An Alphabet for Joanna by Damian Rogers is an emotional look at secrets, trauma and healing
American Canadian poet Damian Rogers grew up with secrets and stories — including mysteries about her own birth and fragmented stories about her mother's life.
An Alphabet for Joanna is the story of Rogers' upbringing in suburban Detroit in the 1970s and her unique relationship with her mother, who has been diagnosed with a rare form of frontal-lobe dementia. But it's also a meditation on the stories we tell ourselves, and how we create and hold onto memories.
Rogers spoke with Shelagh Rogers about writing An Alphabet for Joanna.
Guarded about the past
"My mother did experience some dramatic traumas as a child. Because of that, the past was always a complicated place for her. She gave me very few details about what her life was really like as a young woman. She could not go back to that place safely. She had found all these ways in which to protect herself from aspects of her past that were unbearable for her.
"These were linked very much to the persistent sense of shame that was placed on her around my birth. There is this feeling that she was responsible for everything that had happened to her body.
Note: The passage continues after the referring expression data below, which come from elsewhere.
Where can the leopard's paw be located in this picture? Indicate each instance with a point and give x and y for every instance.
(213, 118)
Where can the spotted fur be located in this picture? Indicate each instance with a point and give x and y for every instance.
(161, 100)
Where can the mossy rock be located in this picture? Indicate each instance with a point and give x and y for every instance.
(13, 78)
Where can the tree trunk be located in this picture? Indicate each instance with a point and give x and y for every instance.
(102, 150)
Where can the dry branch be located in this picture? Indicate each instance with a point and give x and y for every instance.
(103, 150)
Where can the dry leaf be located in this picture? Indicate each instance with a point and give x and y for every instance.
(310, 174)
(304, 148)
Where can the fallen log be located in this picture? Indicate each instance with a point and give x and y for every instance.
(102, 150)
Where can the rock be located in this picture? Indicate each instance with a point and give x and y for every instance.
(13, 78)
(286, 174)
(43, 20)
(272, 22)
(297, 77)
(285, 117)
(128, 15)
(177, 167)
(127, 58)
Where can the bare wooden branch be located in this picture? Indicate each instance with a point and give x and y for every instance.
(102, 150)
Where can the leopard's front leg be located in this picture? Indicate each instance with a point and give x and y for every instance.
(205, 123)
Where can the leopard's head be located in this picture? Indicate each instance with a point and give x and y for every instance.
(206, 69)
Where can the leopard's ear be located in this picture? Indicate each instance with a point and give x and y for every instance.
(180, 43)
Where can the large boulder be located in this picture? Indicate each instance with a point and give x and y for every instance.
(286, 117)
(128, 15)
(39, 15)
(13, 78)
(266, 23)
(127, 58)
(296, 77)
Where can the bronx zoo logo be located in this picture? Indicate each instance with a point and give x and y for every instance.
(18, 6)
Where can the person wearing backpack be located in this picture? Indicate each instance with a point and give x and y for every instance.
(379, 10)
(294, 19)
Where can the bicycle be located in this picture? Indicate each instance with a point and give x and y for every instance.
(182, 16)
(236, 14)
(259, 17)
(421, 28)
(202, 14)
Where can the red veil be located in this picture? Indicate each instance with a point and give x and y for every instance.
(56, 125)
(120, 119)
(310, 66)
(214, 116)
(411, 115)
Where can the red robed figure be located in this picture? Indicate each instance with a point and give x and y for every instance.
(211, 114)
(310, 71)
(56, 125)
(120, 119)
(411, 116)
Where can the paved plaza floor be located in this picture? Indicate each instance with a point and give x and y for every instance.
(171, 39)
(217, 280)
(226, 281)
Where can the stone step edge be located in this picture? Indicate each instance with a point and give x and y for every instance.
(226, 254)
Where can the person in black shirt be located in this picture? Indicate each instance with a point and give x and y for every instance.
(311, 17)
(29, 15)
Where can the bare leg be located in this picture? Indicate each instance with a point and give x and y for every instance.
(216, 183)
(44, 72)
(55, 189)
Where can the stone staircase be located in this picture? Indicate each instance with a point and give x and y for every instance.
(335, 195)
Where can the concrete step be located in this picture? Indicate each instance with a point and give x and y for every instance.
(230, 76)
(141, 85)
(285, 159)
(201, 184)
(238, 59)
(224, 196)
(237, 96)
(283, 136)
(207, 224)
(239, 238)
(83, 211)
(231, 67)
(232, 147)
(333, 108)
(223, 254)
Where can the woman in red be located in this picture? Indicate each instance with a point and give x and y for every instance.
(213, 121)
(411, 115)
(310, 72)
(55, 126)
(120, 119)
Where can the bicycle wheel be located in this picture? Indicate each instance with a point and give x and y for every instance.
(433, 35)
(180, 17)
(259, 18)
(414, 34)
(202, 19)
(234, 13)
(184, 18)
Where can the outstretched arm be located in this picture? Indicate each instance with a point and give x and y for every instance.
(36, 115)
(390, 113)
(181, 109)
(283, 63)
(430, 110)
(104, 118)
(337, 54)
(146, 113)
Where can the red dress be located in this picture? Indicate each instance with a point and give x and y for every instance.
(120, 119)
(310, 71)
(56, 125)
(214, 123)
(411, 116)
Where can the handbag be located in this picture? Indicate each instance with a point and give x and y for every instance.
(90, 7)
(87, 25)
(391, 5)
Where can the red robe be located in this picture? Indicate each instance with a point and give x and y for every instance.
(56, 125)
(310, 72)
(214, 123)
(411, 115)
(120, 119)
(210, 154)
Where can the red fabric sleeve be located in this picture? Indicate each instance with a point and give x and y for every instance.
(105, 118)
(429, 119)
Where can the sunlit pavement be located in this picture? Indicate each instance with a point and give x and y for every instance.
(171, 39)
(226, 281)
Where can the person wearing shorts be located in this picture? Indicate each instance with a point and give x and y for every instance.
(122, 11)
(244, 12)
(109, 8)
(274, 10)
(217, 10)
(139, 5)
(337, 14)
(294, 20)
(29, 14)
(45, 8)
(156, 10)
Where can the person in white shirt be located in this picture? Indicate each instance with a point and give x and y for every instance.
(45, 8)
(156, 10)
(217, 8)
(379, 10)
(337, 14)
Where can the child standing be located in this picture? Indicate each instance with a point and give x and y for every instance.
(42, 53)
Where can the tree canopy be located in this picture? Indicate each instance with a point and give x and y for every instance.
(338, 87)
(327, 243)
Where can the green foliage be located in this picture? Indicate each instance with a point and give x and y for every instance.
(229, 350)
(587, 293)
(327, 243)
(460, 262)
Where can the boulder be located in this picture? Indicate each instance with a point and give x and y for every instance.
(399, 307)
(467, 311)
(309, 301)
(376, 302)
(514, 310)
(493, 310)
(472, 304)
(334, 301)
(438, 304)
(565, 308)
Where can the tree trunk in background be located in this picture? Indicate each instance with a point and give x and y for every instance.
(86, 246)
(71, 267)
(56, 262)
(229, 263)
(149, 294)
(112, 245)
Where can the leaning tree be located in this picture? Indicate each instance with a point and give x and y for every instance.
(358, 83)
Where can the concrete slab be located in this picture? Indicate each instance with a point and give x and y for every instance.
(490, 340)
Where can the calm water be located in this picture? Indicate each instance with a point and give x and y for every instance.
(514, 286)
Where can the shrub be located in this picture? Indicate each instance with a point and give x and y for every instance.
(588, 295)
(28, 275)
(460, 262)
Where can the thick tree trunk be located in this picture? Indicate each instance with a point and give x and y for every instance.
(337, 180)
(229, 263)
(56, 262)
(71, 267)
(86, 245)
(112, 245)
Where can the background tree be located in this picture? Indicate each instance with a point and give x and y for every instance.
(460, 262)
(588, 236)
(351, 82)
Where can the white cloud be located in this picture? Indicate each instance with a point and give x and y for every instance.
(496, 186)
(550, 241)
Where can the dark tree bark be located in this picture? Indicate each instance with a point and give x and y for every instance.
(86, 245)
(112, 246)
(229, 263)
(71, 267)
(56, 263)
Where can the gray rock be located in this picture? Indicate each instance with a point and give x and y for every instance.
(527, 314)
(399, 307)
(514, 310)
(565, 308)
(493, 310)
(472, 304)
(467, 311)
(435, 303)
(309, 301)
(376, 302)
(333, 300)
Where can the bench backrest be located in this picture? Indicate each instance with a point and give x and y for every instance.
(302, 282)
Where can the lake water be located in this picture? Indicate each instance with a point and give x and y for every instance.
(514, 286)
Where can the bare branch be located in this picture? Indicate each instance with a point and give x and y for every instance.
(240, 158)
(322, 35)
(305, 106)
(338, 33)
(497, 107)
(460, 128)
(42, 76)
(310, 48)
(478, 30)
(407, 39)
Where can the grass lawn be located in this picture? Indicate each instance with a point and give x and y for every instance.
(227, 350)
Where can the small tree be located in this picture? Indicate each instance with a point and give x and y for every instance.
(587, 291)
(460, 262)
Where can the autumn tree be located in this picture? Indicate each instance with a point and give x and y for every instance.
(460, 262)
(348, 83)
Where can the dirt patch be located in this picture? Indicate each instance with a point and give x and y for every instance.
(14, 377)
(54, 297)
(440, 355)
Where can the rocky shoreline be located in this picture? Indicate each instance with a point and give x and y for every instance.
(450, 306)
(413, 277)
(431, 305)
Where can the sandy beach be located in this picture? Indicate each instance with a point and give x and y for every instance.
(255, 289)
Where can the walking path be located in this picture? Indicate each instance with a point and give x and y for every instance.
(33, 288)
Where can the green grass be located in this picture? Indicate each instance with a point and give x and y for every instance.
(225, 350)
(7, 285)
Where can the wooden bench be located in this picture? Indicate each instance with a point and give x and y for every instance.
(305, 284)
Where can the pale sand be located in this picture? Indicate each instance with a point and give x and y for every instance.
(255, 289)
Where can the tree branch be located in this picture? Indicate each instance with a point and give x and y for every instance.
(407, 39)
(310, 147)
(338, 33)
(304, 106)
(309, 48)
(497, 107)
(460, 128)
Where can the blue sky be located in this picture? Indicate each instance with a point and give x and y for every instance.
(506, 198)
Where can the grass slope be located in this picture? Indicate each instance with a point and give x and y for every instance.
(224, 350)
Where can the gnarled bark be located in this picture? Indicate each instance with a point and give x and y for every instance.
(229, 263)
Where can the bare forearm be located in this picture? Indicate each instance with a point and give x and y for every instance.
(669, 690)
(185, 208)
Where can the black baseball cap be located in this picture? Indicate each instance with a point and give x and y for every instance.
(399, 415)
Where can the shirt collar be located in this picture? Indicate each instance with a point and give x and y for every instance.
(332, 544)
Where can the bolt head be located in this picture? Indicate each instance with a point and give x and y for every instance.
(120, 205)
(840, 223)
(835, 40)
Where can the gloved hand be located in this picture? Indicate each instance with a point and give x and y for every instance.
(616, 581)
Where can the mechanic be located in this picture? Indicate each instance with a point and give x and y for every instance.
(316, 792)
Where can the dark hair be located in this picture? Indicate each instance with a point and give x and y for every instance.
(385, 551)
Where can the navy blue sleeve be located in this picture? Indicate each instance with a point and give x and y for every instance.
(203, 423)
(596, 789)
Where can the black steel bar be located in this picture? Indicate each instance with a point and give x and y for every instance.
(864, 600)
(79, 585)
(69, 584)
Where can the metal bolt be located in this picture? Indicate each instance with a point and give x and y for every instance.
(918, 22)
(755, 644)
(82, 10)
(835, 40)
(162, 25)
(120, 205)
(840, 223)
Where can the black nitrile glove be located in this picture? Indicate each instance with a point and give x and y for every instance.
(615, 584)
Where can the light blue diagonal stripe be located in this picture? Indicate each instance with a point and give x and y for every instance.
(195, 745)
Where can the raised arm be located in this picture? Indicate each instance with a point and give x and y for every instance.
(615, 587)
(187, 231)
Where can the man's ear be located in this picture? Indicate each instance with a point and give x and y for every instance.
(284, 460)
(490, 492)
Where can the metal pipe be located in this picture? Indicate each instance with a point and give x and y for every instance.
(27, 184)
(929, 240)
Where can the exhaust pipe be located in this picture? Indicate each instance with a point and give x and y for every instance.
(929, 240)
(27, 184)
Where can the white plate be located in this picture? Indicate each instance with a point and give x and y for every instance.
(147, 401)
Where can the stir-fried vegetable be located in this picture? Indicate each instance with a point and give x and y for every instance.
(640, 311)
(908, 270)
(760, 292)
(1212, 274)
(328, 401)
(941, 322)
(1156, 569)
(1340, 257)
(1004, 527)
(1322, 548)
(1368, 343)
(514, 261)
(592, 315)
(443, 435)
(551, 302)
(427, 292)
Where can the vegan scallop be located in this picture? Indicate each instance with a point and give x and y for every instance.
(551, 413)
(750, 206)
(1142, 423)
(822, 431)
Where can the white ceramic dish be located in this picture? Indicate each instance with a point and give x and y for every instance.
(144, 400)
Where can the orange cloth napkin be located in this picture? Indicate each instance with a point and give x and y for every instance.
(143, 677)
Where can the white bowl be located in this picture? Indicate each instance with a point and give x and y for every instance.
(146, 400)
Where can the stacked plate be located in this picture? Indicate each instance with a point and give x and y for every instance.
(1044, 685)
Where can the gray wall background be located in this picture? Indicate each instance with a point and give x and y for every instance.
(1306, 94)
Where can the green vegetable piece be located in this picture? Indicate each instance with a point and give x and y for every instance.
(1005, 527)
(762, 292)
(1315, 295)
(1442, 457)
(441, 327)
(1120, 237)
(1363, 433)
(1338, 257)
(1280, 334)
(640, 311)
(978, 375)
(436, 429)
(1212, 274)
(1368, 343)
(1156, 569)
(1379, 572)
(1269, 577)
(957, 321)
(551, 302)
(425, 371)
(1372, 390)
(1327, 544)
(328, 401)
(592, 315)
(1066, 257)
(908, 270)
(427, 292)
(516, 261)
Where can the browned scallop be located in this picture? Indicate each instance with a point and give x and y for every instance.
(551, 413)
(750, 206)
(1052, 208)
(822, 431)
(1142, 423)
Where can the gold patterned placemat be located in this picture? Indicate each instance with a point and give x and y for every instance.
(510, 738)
This is something that the young women and women of all ages still struggle against — this idea that we are responsible for what happens to us.
My mother did experience some dramatic traumas as a child. Because of that, the past was always a complicated place for her.
"She carried that in a way that made her own past a very complicated and dangerous landscape for her."
Telling our story
"This was not a quick project for me. I spent several years working on it in earnest. I had spent probably my whole life working on thinking about it, and I've always written about my mother and my poems.
"I would never have written about her in this very direct, open, honest way if she were in a position where it could hurt her. But I know that it can't. I also know that there's a kind of release that comes with telling the truth.
This was not a quick project for me. I spent several years working on it in earnest.
"What happened to my mother, my mother's story she doesn't want me to tell, is inseparable from who I am and who I became. I respected the fact that my mother made the choices that she made. But I also felt that I had to make a different choice."
Damian Rogers' comments have been edited for length and clarity.